I then wish to decompose the series, to extract the seasonality and trend, leaving the residuals left over, which if successful, should approximate white noise.
Below is the plotted decomposition. I'v also tried to use decompose() and played with numerous parameter adjustments.
the_ts_decomp = stl(the_ts, s.window = "periodic")
plot(the_ts_decomp)
Apparently, there is seasonality of some type left over in the residuals, as the shape of the seasonal trend in the data is paralleled in the residuals. Let's remove the identified seasonal component and inspect the supposedly deseasonalized data:
the_ts_deseasonal <- seasadj(the_ts_decomp)
plot(the_ts_deseasonal)
Still looks pretty seasonal to me. ACF and PACFs (not pictured) confirm autocorrelation is occurring.

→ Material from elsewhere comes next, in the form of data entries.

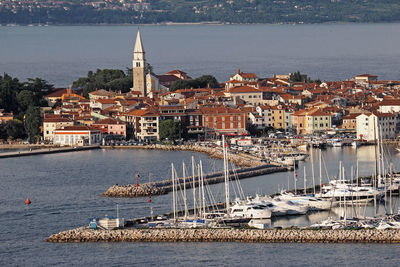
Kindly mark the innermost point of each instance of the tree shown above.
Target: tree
(32, 122)
(169, 129)
(25, 99)
(109, 79)
(38, 86)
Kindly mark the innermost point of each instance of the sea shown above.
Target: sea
(61, 54)
(65, 192)
(65, 188)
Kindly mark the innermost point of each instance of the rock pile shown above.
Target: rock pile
(228, 235)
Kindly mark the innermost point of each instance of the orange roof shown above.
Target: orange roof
(244, 89)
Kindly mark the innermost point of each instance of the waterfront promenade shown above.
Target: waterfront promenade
(47, 150)
(228, 235)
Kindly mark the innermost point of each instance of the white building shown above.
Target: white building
(76, 135)
(371, 126)
(389, 106)
(51, 124)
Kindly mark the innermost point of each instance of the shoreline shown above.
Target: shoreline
(203, 23)
(84, 235)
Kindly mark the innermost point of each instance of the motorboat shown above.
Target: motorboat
(311, 202)
(345, 191)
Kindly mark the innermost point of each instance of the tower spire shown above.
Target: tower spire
(138, 44)
(139, 64)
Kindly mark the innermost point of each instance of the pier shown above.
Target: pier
(165, 186)
(227, 235)
(49, 150)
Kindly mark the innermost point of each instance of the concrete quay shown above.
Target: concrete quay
(49, 150)
(165, 186)
(227, 235)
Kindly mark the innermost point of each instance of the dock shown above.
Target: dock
(49, 150)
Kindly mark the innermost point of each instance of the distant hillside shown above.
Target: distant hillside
(180, 11)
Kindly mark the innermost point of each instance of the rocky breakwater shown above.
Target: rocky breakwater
(228, 235)
(131, 190)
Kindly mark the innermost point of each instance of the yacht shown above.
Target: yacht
(249, 210)
(311, 202)
(343, 190)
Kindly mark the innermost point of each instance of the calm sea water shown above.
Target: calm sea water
(65, 188)
(65, 191)
(329, 52)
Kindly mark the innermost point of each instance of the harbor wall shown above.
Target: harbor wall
(49, 150)
(239, 159)
(165, 186)
(228, 235)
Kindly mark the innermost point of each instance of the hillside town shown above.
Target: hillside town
(246, 104)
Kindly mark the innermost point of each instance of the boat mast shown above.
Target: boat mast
(312, 170)
(184, 188)
(320, 171)
(202, 190)
(226, 174)
(194, 189)
(199, 185)
(294, 177)
(173, 191)
(305, 182)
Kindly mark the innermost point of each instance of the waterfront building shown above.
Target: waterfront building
(5, 116)
(138, 65)
(350, 121)
(248, 94)
(145, 123)
(265, 113)
(111, 127)
(76, 135)
(317, 121)
(299, 121)
(53, 123)
(57, 95)
(223, 120)
(389, 105)
(365, 78)
(244, 77)
(372, 125)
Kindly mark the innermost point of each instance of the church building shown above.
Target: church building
(139, 64)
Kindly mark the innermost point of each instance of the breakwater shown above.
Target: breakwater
(49, 150)
(165, 186)
(228, 235)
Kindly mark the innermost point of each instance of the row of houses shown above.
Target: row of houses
(243, 102)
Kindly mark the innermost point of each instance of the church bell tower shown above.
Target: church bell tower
(139, 63)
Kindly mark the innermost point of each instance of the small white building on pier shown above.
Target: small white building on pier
(76, 135)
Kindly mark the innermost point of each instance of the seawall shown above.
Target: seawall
(228, 235)
(50, 150)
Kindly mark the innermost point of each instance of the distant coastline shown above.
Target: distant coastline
(204, 23)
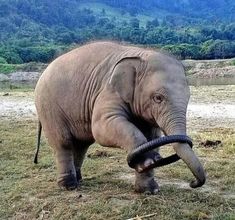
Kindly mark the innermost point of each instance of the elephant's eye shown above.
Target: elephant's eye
(158, 98)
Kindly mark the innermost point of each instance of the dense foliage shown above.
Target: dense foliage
(40, 30)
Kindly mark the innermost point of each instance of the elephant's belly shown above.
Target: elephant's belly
(82, 131)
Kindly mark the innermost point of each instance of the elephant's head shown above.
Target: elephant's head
(156, 90)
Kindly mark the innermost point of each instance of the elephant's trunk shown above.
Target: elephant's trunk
(185, 152)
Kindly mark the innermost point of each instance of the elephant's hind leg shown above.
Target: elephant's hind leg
(67, 176)
(79, 153)
(62, 142)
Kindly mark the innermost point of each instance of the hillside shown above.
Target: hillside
(40, 30)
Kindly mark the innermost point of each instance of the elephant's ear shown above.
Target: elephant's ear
(123, 77)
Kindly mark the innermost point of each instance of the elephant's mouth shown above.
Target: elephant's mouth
(181, 153)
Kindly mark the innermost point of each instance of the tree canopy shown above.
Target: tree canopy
(40, 30)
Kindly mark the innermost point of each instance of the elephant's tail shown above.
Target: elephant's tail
(38, 142)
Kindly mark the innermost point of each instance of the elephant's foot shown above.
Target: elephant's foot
(145, 183)
(78, 175)
(147, 160)
(68, 181)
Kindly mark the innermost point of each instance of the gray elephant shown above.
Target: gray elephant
(119, 96)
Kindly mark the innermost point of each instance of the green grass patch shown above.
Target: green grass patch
(33, 66)
(29, 191)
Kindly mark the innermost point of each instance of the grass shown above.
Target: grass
(29, 191)
(9, 68)
(233, 62)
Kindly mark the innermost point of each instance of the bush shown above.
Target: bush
(3, 60)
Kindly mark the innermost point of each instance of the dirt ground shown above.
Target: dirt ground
(29, 191)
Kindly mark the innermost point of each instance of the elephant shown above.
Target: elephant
(118, 96)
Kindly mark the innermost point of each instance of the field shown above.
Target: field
(29, 191)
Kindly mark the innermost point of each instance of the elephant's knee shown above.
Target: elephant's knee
(145, 182)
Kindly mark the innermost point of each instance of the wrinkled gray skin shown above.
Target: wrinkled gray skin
(119, 96)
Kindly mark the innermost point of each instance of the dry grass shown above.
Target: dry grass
(29, 191)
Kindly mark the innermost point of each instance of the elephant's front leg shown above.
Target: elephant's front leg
(117, 131)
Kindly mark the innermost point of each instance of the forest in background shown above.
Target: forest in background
(40, 30)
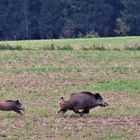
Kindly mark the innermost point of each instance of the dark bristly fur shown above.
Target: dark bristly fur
(81, 102)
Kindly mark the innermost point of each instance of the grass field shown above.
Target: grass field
(38, 77)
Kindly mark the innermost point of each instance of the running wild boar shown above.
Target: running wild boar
(11, 105)
(81, 102)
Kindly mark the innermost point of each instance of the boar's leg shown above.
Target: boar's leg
(86, 111)
(18, 111)
(61, 110)
(77, 111)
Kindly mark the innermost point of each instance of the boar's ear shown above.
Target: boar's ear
(98, 96)
(17, 101)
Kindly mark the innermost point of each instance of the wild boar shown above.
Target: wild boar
(11, 105)
(81, 102)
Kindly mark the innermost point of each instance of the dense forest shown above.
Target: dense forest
(45, 19)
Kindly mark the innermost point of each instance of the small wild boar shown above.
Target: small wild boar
(11, 105)
(82, 102)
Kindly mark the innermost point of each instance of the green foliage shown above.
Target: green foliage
(10, 47)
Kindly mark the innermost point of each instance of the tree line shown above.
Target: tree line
(45, 19)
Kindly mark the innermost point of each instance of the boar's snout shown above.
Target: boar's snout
(104, 104)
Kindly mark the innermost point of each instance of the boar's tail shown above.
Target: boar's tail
(65, 102)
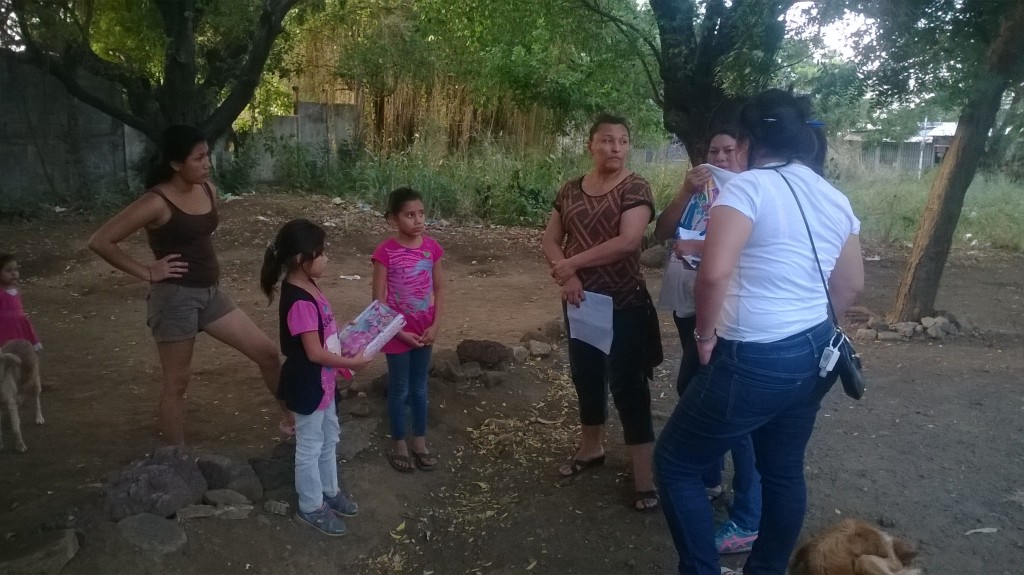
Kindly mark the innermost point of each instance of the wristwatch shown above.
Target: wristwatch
(700, 339)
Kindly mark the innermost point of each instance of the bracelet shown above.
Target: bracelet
(700, 339)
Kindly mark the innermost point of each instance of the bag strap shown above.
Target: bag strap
(821, 274)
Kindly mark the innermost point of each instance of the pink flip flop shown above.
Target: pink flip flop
(286, 429)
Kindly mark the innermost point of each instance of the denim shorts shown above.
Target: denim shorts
(177, 313)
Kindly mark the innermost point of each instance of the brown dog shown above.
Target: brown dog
(854, 547)
(18, 377)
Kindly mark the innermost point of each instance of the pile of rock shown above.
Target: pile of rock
(938, 327)
(488, 361)
(153, 495)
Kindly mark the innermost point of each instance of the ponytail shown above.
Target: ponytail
(775, 122)
(176, 143)
(297, 241)
(270, 273)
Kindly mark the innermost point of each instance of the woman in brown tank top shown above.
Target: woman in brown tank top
(592, 244)
(179, 214)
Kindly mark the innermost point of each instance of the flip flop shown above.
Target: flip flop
(401, 463)
(642, 497)
(577, 467)
(423, 461)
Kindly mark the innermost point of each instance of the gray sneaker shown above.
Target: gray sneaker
(342, 504)
(324, 520)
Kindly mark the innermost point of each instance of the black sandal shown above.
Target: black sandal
(425, 461)
(642, 497)
(577, 467)
(401, 463)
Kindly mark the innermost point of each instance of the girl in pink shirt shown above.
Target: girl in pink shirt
(408, 277)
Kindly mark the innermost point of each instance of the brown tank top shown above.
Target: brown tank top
(189, 235)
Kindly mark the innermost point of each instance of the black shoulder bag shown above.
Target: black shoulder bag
(840, 359)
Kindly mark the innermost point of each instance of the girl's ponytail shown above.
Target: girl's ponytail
(297, 241)
(269, 274)
(175, 144)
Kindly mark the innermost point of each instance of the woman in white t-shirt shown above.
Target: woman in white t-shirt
(762, 326)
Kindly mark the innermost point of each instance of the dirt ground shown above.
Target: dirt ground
(934, 450)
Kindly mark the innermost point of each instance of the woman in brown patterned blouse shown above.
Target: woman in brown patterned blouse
(592, 244)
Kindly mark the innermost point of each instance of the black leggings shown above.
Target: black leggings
(689, 363)
(622, 372)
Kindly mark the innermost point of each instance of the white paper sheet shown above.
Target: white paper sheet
(591, 322)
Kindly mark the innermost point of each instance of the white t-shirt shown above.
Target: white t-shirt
(775, 291)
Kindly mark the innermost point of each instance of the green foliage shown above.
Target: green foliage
(890, 204)
(551, 54)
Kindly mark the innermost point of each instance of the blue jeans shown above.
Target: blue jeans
(770, 392)
(407, 384)
(745, 510)
(315, 458)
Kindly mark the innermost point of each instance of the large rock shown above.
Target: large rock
(550, 333)
(276, 507)
(442, 362)
(540, 349)
(160, 484)
(195, 512)
(520, 354)
(905, 328)
(866, 335)
(890, 337)
(489, 354)
(220, 497)
(232, 512)
(493, 379)
(46, 554)
(273, 473)
(153, 533)
(654, 256)
(471, 370)
(223, 473)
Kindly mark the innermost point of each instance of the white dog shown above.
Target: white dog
(18, 377)
(854, 547)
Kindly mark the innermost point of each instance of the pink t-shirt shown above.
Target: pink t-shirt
(302, 317)
(410, 284)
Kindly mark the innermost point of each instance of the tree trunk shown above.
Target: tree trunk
(694, 103)
(920, 285)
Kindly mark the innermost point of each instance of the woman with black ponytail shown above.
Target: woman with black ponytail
(762, 325)
(178, 212)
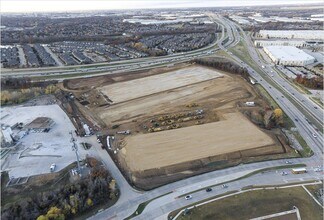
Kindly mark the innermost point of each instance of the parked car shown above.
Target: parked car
(284, 173)
(52, 167)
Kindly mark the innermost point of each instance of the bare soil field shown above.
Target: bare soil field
(215, 92)
(161, 149)
(120, 92)
(184, 121)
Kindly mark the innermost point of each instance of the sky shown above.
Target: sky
(81, 5)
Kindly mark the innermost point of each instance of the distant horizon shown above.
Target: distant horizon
(60, 6)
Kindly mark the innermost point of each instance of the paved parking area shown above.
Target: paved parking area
(36, 152)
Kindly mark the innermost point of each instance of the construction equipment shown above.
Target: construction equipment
(192, 105)
(126, 132)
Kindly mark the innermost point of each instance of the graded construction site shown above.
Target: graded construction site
(182, 121)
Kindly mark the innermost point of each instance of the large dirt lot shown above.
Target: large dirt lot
(183, 121)
(123, 91)
(161, 149)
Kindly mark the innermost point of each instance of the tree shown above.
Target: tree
(277, 113)
(42, 217)
(53, 213)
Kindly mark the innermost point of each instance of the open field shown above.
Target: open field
(259, 203)
(36, 151)
(216, 92)
(120, 92)
(156, 150)
(183, 121)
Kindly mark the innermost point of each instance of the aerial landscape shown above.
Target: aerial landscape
(162, 110)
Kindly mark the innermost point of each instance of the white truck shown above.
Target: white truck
(52, 167)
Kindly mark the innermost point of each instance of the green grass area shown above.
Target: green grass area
(288, 123)
(251, 174)
(240, 51)
(314, 189)
(142, 206)
(317, 101)
(25, 191)
(307, 151)
(258, 203)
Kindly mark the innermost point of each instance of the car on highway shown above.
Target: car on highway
(317, 169)
(52, 167)
(209, 189)
(224, 186)
(284, 173)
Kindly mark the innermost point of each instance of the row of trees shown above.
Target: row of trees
(65, 202)
(313, 83)
(151, 51)
(23, 83)
(20, 95)
(223, 65)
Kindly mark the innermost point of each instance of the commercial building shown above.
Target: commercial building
(288, 56)
(292, 34)
(40, 124)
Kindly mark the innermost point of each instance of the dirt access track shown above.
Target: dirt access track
(169, 140)
(161, 149)
(124, 91)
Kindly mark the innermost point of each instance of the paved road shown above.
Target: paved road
(159, 208)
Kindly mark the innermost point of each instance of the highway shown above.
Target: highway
(98, 69)
(169, 194)
(304, 127)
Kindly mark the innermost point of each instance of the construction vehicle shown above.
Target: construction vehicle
(299, 170)
(192, 105)
(126, 132)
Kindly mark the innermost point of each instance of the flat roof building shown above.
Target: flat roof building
(288, 56)
(292, 34)
(40, 124)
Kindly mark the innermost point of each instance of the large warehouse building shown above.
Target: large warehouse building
(295, 43)
(288, 56)
(293, 34)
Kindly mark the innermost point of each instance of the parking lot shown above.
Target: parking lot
(35, 152)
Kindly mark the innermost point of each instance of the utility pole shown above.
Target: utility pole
(75, 149)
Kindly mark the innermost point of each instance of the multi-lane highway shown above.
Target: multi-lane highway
(97, 69)
(168, 195)
(160, 207)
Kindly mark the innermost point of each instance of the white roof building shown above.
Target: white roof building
(288, 56)
(293, 34)
(295, 43)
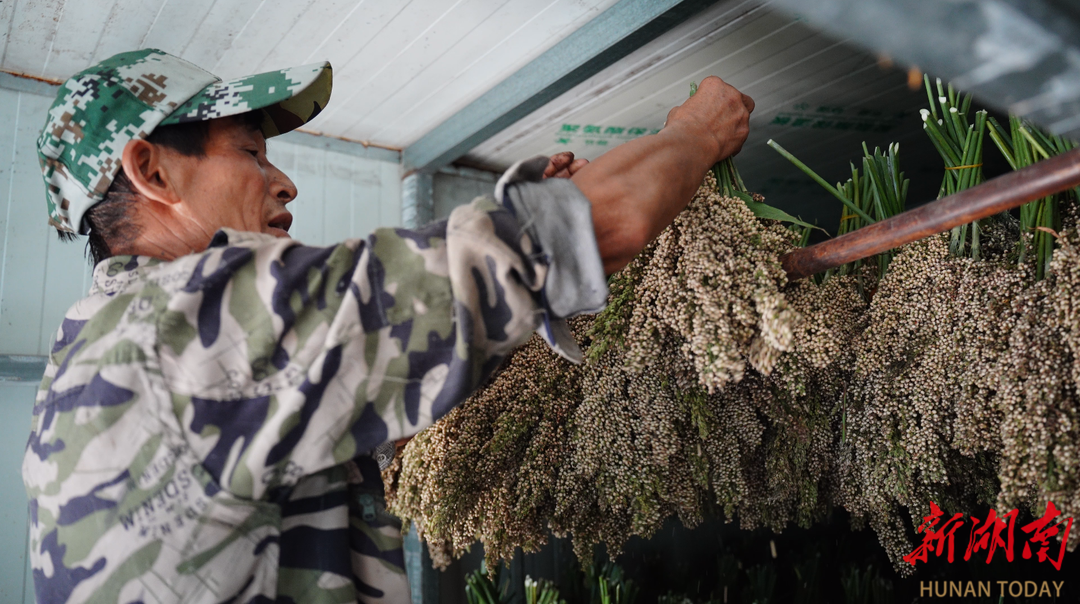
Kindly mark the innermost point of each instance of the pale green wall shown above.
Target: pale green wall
(340, 196)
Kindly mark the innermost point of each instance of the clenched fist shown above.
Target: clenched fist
(637, 188)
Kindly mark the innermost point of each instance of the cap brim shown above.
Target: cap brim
(288, 98)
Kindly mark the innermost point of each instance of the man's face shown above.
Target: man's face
(233, 185)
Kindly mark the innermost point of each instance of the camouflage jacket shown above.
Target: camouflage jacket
(200, 430)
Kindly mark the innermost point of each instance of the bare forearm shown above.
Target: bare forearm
(637, 188)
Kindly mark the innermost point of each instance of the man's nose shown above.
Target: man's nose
(281, 186)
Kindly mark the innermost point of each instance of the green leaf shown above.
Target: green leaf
(765, 211)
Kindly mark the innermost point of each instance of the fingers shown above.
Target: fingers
(558, 163)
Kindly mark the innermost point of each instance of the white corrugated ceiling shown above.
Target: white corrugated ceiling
(401, 67)
(818, 96)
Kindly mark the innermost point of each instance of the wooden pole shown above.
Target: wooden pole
(993, 197)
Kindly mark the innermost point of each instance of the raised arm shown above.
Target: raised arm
(637, 188)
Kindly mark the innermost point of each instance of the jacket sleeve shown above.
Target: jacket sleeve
(283, 360)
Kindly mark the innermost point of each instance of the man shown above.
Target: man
(202, 428)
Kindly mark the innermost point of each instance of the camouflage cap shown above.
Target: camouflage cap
(124, 97)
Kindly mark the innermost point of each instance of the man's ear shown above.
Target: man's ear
(151, 172)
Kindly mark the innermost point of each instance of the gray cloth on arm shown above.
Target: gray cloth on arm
(576, 282)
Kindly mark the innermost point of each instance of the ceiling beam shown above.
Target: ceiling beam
(1021, 56)
(612, 35)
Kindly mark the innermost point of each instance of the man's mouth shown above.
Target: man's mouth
(281, 223)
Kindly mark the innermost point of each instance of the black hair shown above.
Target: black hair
(111, 220)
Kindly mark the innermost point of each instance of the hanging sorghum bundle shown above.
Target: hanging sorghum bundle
(944, 371)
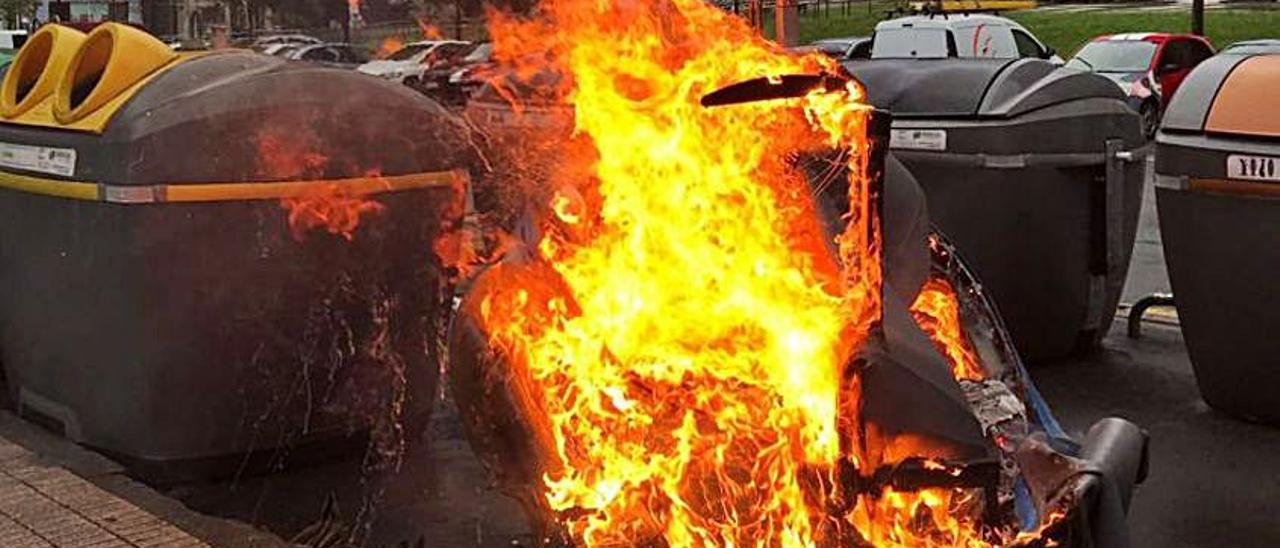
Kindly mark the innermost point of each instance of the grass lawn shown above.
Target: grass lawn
(1068, 31)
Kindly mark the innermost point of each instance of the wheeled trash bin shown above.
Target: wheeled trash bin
(206, 255)
(1034, 172)
(1217, 191)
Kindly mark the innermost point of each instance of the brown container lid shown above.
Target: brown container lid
(1246, 103)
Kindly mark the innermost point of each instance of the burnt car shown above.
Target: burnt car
(844, 49)
(1147, 65)
(453, 82)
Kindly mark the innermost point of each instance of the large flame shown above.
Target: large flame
(694, 375)
(937, 311)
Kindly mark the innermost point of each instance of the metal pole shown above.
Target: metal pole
(1198, 17)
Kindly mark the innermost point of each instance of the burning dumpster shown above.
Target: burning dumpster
(1217, 191)
(1034, 172)
(730, 324)
(213, 254)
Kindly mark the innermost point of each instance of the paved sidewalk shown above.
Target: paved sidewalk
(55, 493)
(46, 506)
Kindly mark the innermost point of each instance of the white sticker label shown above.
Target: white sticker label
(58, 161)
(918, 138)
(1252, 168)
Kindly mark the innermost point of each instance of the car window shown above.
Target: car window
(910, 44)
(1176, 53)
(1197, 51)
(860, 50)
(480, 54)
(348, 55)
(407, 53)
(1115, 55)
(449, 50)
(320, 54)
(987, 41)
(1027, 46)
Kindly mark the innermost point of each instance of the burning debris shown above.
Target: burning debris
(714, 327)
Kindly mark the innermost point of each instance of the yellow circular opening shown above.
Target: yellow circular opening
(87, 68)
(28, 69)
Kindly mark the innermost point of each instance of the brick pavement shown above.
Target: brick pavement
(46, 506)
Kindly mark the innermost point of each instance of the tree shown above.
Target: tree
(1198, 17)
(13, 12)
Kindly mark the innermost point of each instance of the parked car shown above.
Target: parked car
(977, 36)
(280, 50)
(845, 49)
(1253, 46)
(407, 64)
(453, 82)
(1147, 65)
(339, 55)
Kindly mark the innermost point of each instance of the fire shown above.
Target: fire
(288, 153)
(429, 31)
(389, 45)
(693, 373)
(328, 209)
(937, 311)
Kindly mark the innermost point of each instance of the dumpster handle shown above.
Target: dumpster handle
(1139, 309)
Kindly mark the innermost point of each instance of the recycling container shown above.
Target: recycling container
(209, 255)
(1034, 172)
(1217, 191)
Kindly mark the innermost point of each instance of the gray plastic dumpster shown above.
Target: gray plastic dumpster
(1217, 191)
(158, 298)
(1034, 172)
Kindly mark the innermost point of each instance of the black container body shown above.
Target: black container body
(1223, 252)
(187, 330)
(1027, 182)
(1221, 234)
(173, 314)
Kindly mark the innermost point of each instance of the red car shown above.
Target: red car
(1147, 65)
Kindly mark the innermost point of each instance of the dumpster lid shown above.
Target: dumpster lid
(1243, 100)
(927, 87)
(973, 87)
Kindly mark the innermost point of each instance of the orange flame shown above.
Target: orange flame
(289, 154)
(937, 311)
(693, 377)
(429, 31)
(328, 209)
(389, 45)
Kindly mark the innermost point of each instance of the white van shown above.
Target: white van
(956, 36)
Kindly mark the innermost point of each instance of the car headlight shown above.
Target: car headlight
(1138, 88)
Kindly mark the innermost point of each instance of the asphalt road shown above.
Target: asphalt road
(1215, 482)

Acf(the_ts_deseasonal, lag.max=1000)
Pacf(the_ts_deseasonal, lag.max=1000)
Apparently it is possible to account for the seasonal component of the series when forecasting, by passing a fourier transform into the ARMA model as an exogenous covariate, as described by the author of the Forecast package here and here, but I am unclear on exactly how this relates to the need to decompose and deseasonalize the series before fitting a model.
I am able to produce the following forecast using that method based on the above seemingly insufficiently decomposed data. The forecast doesn't seem like a home run, and the residuals confirm something is off:
the_ts.fit <- auto.arima(the_ts, seasonal=FALSE, xreg=fourier(the_ts, K=5))
plot(forecast(the_ts.fit, h=365, xreg=fourier(the_ts, K=5, h=365)))
tsdisplay(residuals(the_ts.fit), lag.max=1000)
I don't understand Hyndman's exreg=fourier solution very well and it could be that I am missing how to correctly apply it to my circumstance.
Question 1: Don't I need to be able to decompose the data down to trendless, seasonless white noise, in order to reconstruct it for the forecast? What about when using the exreg=fourier solution?
Question 2: Why might the above code be failing to extract the seasonal component of the series, and how could I fix it?
Question 3: What package, function, or technique can use to specify an annual seasonality of 365.25?